Traditional medicine workshop addresses wildlife trade

More than 60 traditional medicine (TM) doctors, practitioners, and students discussed innovative solutions to eradicate treatments using endangered wild animals at a workshop in Hanoi on June 8.
Traditional medicine workshop addresses wildlife trade ảnh 1Participants discuss innovative solutions to eradicate treatments using endangered wild animals and their derivatives at a workshop in Hanoi on June 8. (Photo: VNS/VNA)
Hanoi (VNS/VNA) - More than 60 traditional medicine (TM) doctors, practitioners, and students discussed innovative solutions to eradicate treatments using endangered wild animals at a workshop in Hanoi on June 8.

The event was jointly organised by TRAFFIC, a non-governmental organisation working globally on trade in wild animals and plants in biodiversity conservation and sustainable development, in partnership with the Vietnam Oriental Traditional Medicine Association.

The workshop provided participants with knowledge on the link and the impact of continued use of endangered species on social safety, public health risks, and conservation of wild species. The event featured a concerted discussion on feasible, comprehensive, and consistent measures that various actors in the TM system can apply.

"COVID-19 shines the spotlight on wildlife trade. More than ever, it's time to combat the illegal wildlife trade in the linkage with the public health sector. Disease prevention is far more effective and less costly than disease control," said Dr Hoang Thi Hoa Ly, Chief of Office, Traditional Medicine Administration, Ministry of Health.

"We favour efforts to stop the unsustainable demand for wildlife species, particularly for medicinal purposes, as a proactive and preventive means to future zoonotic spread. It also aligns with the national TM strategy where the use of TM natural ingredients must not threaten the ecosystem and the population of wild fauna and flora."

Participants agreed that the balance with nature is a key point of the TM sector, and the use of endangered animals for medical purposes is against nature. The alternative is the wise approach to shaping and sustaining the new healthcare habits. On the other hand, collapsing wildlife trade and consumption systems is an integral response to future pathogen spread and zoonoses.

Dr Nguyen Van The, head of the Traditional Medicine Department under the Ministry of Public Security, called on TM practitioners and society to adopt scientific, effective, and sustainable health treatment practices.

"The continued use and prescription of various wild species, likely rhino horn, tiger products and pangolin scale, should be replaced by other available and even more effective TM ingredients.

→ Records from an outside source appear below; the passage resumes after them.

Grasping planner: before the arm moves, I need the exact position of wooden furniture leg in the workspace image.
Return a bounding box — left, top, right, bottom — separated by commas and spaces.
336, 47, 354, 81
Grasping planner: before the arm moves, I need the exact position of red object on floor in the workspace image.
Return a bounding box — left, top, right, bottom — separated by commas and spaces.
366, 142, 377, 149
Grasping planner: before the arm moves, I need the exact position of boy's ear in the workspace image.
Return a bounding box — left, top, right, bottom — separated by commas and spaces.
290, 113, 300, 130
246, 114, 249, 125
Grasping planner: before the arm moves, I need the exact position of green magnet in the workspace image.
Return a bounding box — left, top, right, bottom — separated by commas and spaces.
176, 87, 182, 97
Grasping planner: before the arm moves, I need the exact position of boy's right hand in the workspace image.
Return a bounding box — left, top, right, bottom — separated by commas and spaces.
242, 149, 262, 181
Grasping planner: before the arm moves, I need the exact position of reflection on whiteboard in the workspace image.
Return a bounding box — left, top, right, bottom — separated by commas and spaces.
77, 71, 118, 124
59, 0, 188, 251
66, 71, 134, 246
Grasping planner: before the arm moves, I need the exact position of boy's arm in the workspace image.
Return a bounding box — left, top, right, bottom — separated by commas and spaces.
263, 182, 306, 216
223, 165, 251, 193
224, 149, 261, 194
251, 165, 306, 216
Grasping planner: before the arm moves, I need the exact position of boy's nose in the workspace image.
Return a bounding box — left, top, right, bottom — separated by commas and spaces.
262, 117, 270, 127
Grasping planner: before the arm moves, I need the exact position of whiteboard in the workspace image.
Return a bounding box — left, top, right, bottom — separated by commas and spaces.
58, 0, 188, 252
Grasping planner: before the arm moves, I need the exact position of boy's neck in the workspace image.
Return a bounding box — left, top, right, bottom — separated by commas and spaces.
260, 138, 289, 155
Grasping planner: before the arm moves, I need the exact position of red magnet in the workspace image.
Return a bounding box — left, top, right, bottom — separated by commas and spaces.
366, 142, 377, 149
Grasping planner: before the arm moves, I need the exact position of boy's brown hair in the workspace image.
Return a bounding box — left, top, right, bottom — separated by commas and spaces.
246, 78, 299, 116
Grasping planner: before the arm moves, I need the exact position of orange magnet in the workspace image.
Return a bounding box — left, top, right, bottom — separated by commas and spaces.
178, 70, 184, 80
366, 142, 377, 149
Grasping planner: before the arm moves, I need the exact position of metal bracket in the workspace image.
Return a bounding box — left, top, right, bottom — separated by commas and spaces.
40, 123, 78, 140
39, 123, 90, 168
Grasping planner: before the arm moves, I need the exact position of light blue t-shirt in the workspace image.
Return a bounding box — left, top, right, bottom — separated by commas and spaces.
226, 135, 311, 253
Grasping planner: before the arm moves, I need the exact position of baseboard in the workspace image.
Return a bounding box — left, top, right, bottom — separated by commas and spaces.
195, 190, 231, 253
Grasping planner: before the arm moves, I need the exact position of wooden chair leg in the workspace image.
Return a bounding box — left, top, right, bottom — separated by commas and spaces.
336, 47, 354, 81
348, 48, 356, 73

Vietnam’s traditional medicine is part of the country, but we should care for both human health and animals. If we continue using endangered species, it will damage our reputation," said The.

TRAFFIC Vietnam Office Director Nguyen Tuyet Trinh said: "TM practitioners have a huge influence on what patients choose to buy. I believe that most TM practitioners are willing to change their habits and switch to safe, legal and sustainable plant-based alternatives. TRAFFIC is committed to helping accelerate this change by empowering the TM sector in taking concrete action to cut down the consumption of wild species in health treatments." 

The workshop is part of the initiative to reduce the use of rhino horn as a medicinal remedy funded by the WWF Germany. Such efforts are crucial in sustaining the population of rhinos and other endangered species and the balance of the ecosystem.

While much of the crime involves the illegal use of rare materials such as ivory and rhino horn for social display or decorative purposes, another area that partly drives the illicit global wildlife trade is illegal wildlife products in traditional medicine.

The 2020 TRAFFIC consumer survey revealed that one out of four TM practitioners prescribed or recommended rhino horn, pangolin, or tiger products to patients in the past two years. Promoting wellness and treating illness are key drivers of use and purchase./.